使った魔法は土魔法だったようで、その土弾は俺の腕を吹き飛ばすと軌道を変え、後ろの壁に突き刺さった。
「ゆ、ユウ!」
後ろで身をかがめていたミルは泣きながら俺のそばに駆け寄り魔法を発動しようとしたが、その前に俺の腕は再生した。
「っ、ひっぐ、うんっ、っ、無茶しないでよ!」
ミルは、泣き腫らして赤くなった目を擦りながら俺を怒鳴り付けた。
「ごめん。でも、ミルに傷ついてほしくなくて」
「ユウが傷つく方が、よっぽど傷つくよ!」
ミルはなおも、俺のことを叱ってくる。しかし、虚ろな双眸で俺たちを捉えながら今にも魔法を放とうとしている精霊王は感動のシーンなどには躊躇わない。
さすがの俺でもここから魔法で相殺するのは難しい。いや、できないだろう。
俺が死を覚悟した瞬間、脳内で大量の情報が渦巻くようにして過去の出来事を振り返り、とあるシーンで時間を止めた。
そのシーンはつい最近のこと。俺が骸骨の近くに落ちていた聖なる剣を拾い、骸骨の装備やら装飾品やらを全て貰っていくと、骸骨の指に嵌まっていた、透明な宝石の指輪に吸い込まれるようにして収められたシーンだった。
次の瞬間には元に世界に戻っており、目の前には手を突き出した状態の精霊王がいる。
さっきのは走馬灯か?
走馬灯とは、死を直前にしたとき、その状況を打開するため、今までの体験を一瞬にして蘇らせるものだ。

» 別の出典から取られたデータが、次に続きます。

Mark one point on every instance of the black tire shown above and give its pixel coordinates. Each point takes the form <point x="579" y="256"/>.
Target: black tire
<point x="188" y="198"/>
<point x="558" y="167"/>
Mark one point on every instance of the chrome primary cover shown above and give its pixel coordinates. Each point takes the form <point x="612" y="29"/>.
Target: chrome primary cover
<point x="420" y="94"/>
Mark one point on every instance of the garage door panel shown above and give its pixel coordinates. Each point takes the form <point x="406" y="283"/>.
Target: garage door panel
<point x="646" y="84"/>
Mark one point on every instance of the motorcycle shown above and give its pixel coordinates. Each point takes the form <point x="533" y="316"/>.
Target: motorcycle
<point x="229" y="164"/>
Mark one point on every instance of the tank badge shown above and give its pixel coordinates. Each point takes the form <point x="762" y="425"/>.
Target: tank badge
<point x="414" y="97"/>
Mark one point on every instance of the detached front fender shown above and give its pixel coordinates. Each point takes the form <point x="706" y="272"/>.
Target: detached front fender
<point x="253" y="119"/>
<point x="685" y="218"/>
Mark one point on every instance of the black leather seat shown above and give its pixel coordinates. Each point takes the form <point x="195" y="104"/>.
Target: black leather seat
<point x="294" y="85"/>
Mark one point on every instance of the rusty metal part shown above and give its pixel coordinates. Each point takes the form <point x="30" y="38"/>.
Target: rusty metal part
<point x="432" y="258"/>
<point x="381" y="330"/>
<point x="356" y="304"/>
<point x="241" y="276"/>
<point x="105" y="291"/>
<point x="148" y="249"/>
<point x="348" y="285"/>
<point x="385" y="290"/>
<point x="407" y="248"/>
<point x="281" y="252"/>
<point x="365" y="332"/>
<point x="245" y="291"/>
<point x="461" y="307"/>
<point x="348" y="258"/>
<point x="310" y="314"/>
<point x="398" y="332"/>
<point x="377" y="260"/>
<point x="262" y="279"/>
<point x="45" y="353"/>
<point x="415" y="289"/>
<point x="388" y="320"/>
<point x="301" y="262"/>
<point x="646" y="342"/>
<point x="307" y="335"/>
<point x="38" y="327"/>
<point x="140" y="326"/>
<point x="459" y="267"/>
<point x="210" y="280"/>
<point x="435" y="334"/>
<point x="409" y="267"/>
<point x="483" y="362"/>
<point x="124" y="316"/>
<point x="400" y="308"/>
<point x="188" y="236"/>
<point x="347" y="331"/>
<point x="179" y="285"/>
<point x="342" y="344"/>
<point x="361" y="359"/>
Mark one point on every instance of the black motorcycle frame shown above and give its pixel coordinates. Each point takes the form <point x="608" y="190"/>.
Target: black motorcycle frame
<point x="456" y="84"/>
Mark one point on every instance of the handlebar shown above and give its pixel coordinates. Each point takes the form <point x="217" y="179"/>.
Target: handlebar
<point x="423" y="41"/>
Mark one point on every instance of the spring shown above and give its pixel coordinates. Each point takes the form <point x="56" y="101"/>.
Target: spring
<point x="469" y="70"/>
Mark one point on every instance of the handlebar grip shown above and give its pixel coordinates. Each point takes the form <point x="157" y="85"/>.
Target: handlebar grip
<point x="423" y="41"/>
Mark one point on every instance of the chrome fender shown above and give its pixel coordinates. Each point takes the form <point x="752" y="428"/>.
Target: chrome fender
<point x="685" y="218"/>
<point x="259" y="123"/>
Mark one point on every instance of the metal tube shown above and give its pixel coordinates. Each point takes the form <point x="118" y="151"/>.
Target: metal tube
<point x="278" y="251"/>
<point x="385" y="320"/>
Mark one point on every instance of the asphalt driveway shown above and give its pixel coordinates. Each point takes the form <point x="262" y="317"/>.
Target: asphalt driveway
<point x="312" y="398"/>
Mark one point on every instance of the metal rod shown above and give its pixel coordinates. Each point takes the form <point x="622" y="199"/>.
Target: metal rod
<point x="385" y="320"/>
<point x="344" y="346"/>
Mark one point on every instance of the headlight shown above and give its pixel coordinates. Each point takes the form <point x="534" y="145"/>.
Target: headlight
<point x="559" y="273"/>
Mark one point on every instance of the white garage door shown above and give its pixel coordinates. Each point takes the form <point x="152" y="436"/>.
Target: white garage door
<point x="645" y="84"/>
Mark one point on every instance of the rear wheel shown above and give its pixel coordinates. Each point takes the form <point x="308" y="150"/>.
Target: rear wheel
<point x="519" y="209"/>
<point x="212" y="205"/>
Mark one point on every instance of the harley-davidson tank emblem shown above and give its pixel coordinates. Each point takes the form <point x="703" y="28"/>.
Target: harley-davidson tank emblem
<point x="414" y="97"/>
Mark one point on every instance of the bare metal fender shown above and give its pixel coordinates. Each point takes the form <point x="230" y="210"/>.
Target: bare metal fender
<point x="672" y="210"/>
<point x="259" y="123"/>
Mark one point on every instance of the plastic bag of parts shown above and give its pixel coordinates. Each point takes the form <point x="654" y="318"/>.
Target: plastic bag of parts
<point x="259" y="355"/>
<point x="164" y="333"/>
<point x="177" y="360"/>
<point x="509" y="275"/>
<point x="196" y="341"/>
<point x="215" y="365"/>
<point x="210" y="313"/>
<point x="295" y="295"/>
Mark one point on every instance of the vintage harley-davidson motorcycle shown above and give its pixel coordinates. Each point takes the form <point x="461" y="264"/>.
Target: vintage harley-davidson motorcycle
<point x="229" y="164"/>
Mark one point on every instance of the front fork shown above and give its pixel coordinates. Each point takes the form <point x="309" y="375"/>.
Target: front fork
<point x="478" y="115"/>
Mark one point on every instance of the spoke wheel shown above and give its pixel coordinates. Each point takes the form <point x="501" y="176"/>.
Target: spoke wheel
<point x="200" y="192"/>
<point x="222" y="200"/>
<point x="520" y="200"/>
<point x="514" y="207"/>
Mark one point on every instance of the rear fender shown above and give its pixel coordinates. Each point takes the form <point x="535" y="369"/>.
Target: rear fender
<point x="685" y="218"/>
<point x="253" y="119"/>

ならばさっきのは?さっきのシーンは骸骨からアイテムを強奪しているところだった。
さっきのシーンにこの状況を打開するヒントが?
まさか、あの聖剣?
……もうそれしかない。これ以上考えても打開策は見つからない。
俺は一振の長剣に願いを託しながら聖なる剣を出現させると、手に持った瞬間、思いっきり振りかぶって、精霊王目掛けて投げつけた。

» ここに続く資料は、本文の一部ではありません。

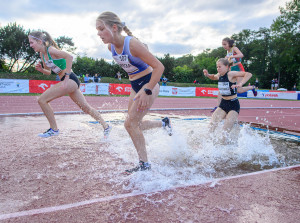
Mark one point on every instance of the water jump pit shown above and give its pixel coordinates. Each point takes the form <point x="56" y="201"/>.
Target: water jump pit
<point x="78" y="175"/>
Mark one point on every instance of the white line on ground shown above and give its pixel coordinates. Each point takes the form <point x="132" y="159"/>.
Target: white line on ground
<point x="121" y="196"/>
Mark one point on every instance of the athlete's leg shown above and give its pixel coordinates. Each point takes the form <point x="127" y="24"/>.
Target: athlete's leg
<point x="134" y="124"/>
<point x="216" y="118"/>
<point x="80" y="100"/>
<point x="55" y="91"/>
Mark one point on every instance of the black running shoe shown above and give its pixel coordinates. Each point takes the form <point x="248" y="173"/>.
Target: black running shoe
<point x="141" y="167"/>
<point x="167" y="125"/>
<point x="213" y="110"/>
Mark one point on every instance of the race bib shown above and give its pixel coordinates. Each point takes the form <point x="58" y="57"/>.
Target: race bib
<point x="53" y="67"/>
<point x="124" y="62"/>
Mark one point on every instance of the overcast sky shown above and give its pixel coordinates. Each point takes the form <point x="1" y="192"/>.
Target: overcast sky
<point x="177" y="27"/>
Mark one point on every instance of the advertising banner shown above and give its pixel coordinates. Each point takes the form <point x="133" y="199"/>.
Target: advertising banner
<point x="94" y="88"/>
<point x="14" y="86"/>
<point x="292" y="95"/>
<point x="119" y="89"/>
<point x="40" y="86"/>
<point x="207" y="92"/>
<point x="177" y="91"/>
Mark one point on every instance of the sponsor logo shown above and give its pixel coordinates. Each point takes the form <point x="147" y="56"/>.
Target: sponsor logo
<point x="174" y="90"/>
<point x="43" y="86"/>
<point x="119" y="88"/>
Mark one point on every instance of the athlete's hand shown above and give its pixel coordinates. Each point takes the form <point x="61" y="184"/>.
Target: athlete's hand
<point x="236" y="86"/>
<point x="143" y="101"/>
<point x="205" y="72"/>
<point x="38" y="67"/>
<point x="65" y="81"/>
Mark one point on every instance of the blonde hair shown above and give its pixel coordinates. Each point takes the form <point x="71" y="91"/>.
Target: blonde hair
<point x="110" y="18"/>
<point x="225" y="62"/>
<point x="44" y="37"/>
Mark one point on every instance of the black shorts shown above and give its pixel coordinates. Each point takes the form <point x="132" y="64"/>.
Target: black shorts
<point x="139" y="83"/>
<point x="230" y="105"/>
<point x="72" y="77"/>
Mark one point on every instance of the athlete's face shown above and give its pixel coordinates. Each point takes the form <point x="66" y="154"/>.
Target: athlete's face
<point x="225" y="45"/>
<point x="221" y="68"/>
<point x="104" y="32"/>
<point x="36" y="45"/>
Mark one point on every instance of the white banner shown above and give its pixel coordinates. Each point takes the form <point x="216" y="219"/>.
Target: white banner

その剣は地面に平行に進み、真っ直ぐに精霊王の腹へと突き刺さると……
『ギィエェェアアアアァァァ』
大きな断末魔を上げながら倒れこみ、青白い肉体からは真っ黒な瘴気がポロポロと浮き出ると、腹に聖剣が刺さっている精霊王の肉体からは血色が戻り、健康な肌色へと戻った。
「え?何が起こった?」
後ろでは唖然とした表情のミルが口をパクパクとさせている。
「俺も分からん」
二人して呆けた表情をしていると、倒れていた精霊王はムクリと起き上がり、さっきまでの白目ではなく綺麗な碧眼の瞳で俺を見つめると、こちらへ向かって走りだし、次の瞬間には俺に抱きついていた。
「助けてくださりありがとうございます!勇者様ぁ~!」
「「勇者様?」」
死んでいたかのように見えた精霊王は、起き上がって剣を抜くと、俺のことを勇者と呼ぶ、泣きながら抱きついてきたのだった。